I bring a "common sense creativity", as one dealer phrased it, to Hillsborough. I am direct, up-front and unpretentious, Even the official title Show Director seems a bit over-the-top, and I prefer Show Manager. I do acknowledge that I live in the 21s century, so I have a Twitter account. I’ll post some comments about Hillsborough from time to time. My user name is njohnsonbooks if you want to follow. Better, just e-mail me nancyjohnson@unitedvoluntaryservices.org, if you have any thoughts or concerns. I’m online everyday and will answer your inquries personally.
I am not new to UVS either. The Board of United Voluntary Services approached me in 2007 to develop additional events for them, not necessarily antiques related and in different geographic areas. (Most visitors to Hillsborough do not know that UVS has units in 43 VA hospitals coast to coast.) We’ll have the first of those events, Chocolate For Vets, a family friendly Chocolate Festival, in Denver January 29-31, 2010. Who knows what the future may hold for other UVS events!
Surrounded by antiques all my adult life, what do I collect?

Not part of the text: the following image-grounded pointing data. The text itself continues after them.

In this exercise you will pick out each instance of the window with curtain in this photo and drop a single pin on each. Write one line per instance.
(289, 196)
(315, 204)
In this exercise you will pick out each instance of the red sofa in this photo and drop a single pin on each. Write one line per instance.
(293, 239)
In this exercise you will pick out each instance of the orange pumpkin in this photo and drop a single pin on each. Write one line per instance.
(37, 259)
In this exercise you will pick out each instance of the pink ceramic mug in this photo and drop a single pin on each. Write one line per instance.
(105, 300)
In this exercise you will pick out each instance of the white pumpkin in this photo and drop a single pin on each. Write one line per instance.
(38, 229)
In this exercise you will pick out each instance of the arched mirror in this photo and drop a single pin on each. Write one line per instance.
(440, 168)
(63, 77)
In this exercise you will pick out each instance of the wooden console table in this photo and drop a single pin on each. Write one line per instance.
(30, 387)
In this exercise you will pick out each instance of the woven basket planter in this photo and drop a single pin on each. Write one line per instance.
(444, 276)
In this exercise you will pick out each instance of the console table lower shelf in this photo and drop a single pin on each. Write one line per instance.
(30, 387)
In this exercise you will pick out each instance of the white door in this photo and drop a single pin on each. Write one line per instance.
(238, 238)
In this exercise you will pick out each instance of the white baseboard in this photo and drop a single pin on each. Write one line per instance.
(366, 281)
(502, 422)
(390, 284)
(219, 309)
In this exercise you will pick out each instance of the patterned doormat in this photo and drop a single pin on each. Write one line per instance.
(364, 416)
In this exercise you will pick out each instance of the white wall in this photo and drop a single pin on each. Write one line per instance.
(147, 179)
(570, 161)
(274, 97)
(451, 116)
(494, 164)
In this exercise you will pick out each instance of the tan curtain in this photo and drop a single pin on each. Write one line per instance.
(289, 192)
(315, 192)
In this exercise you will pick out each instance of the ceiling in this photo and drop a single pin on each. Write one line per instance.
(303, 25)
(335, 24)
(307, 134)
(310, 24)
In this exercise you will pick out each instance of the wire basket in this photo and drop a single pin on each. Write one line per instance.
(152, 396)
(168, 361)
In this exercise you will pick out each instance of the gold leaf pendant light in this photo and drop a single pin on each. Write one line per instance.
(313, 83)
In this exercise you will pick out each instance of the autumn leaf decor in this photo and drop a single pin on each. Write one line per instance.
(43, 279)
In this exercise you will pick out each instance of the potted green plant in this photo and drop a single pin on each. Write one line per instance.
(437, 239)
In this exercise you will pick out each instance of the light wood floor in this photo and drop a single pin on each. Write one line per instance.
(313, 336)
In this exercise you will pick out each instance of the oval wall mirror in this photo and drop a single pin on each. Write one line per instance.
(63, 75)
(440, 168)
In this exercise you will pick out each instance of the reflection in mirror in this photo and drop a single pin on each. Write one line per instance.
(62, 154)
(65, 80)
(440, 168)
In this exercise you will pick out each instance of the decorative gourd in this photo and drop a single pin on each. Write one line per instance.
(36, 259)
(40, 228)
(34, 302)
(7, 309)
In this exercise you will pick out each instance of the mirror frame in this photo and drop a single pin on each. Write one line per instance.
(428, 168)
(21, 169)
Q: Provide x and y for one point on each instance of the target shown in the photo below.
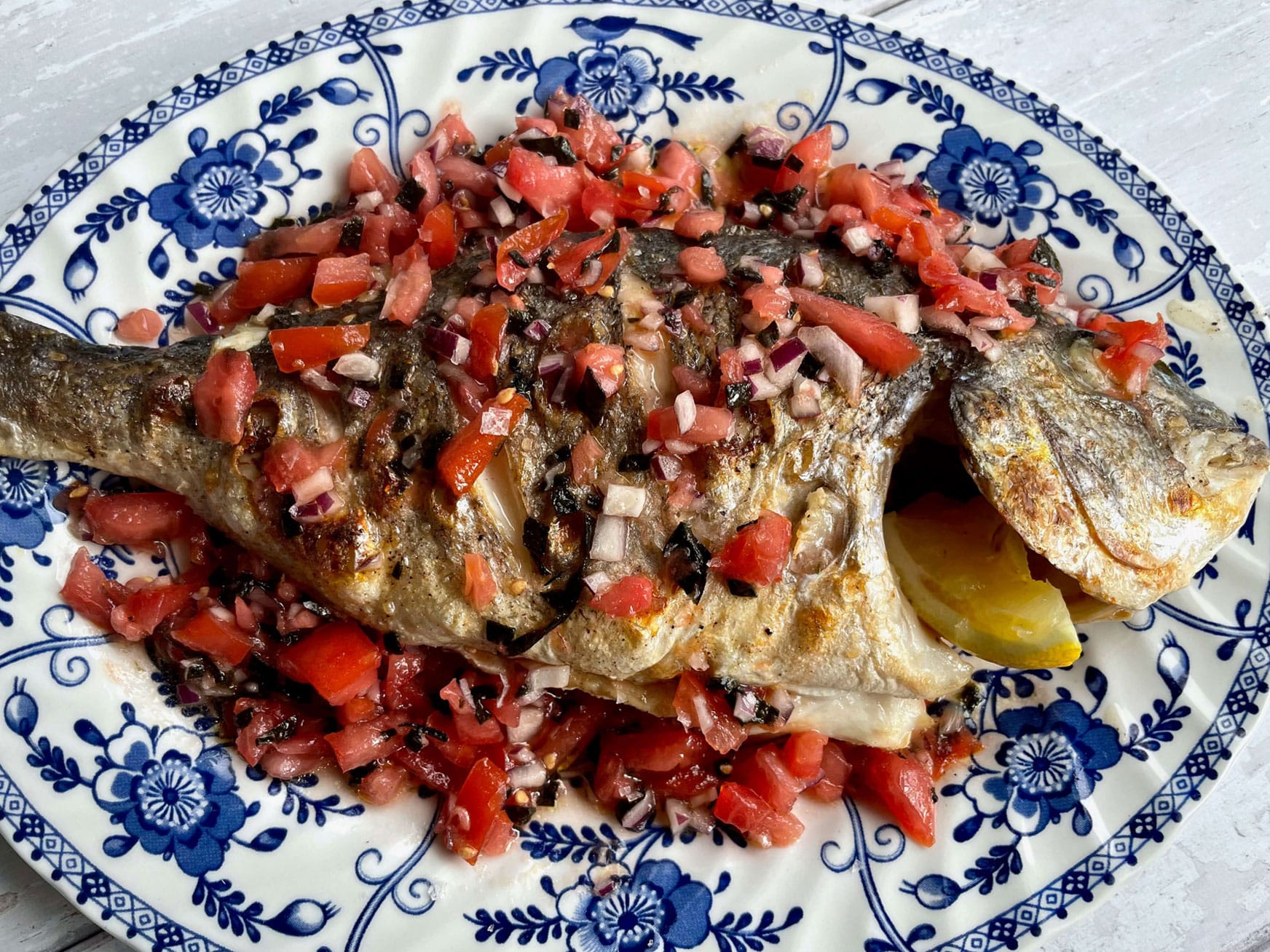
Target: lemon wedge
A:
(966, 571)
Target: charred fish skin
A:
(1128, 496)
(394, 559)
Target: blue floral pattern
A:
(1044, 766)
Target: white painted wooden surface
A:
(1179, 84)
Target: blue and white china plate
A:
(138, 813)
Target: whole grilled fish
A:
(836, 630)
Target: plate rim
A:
(1119, 868)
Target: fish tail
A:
(65, 399)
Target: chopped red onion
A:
(317, 378)
(502, 211)
(609, 544)
(808, 269)
(666, 467)
(621, 499)
(314, 485)
(324, 507)
(531, 721)
(899, 310)
(766, 143)
(764, 387)
(202, 317)
(597, 583)
(447, 344)
(858, 239)
(357, 366)
(638, 813)
(805, 400)
(981, 259)
(843, 363)
(647, 341)
(496, 421)
(685, 411)
(786, 353)
(752, 356)
(530, 776)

Of course I love books and I enjoy any material related to Colorado and northern California, including the national parks, and material specific to Denver and San Francisco, I have watercolors of scenes from the American West, and by contrast to the peaceful pastels of that art on my walls, I also have a very small collection of original Ansel Adams photography. My passion has always been American sports cars. I have a 1970 small block GTO as well as more contemporary vehicles, and although I no longer drive competitively, my favorite way to relax is to take one of the cars on a drive. If you ever see a 1998 Newport Blue Corvette with the license plates WNDWNGS driving along Highway 1,wave and shout "HIllsborough"!
Although my family has always been in the "collectors’ eye" at the shows we have produced, I tend to keep my personal life separate from my career. However, I know that my life is richer because I have my Dad in my life, plus two families, the Hoffstaetters and the Warrens whom I have adopted (and they me). Actress Audrey Hepburn was right when she said that to make a woman beautiful, one need only a child to tell her so. My Dad is a veteran of World War II and Korea, and so it seems very appropriate that I would be working with an organization dedicated to serving veterans. My Mom, whom I lost in 1997, taught me determination, a hard work ethic that a woman need not look through a glass ceiling. There have been four Hillsborough show managers in forty-one years, three men and now one woman.
I look forward to communicating with you between shows and to seeing you at the Show . . . Experience the excellence that is Hillsborough!